Feuerwehren des Saale-Orla-Kreises werden von Gera aus alarmiert

Neustadt.  Der Kreistag hat eine entsprechende Vereinbarung abgesegnet.

Blick in die Saalfelder Rettungsleitstelle. Zukünftig werden die Feuerwehren des Saale-Orla-Kreises von Gera zu den Einsätzen geschickt.

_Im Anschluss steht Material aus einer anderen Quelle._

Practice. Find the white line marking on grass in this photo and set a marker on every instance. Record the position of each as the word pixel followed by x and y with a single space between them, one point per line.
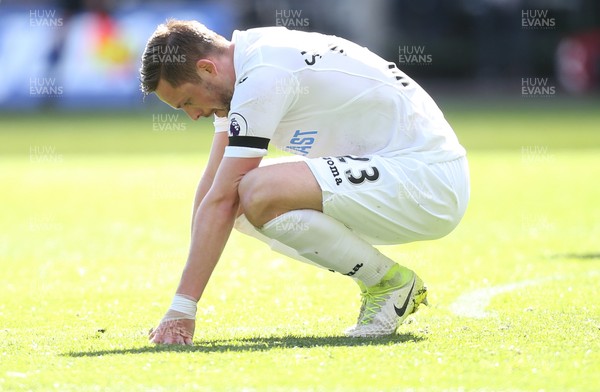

Blick in die Saalfelder Rettungsleitstelle. Zukünftig werden die Feuerwehren des Saale-Orla-Kreises von Gera zu den Einsätzen geschickt.

Foto: Guido Berg / Archiv

Notrufe aus dem Saale-Orla-Kreis werden künftig nicht mehr in Saalfeld, sondern in Gera eingehen. Dieser Übergang wird seit geraumer Zeit vorbereitet und steht nun auf festen vertraglichen Füßen. Der Kreistag Saale-Orla hat in Neustadt eine Zweckvereinbarung der Kreisverwaltung mit der Stadt Gera bestätigt, die ab 1. Januar 2021 eine Zentrale Leitstelle wie bisher für das eigene Gebiet, das Altenburger Land, den Kreis Greiz sowie den Rettungsdienstzweckverband Ostthüringen und nun auch für den Saale-Orla-Kreis bereitstellt.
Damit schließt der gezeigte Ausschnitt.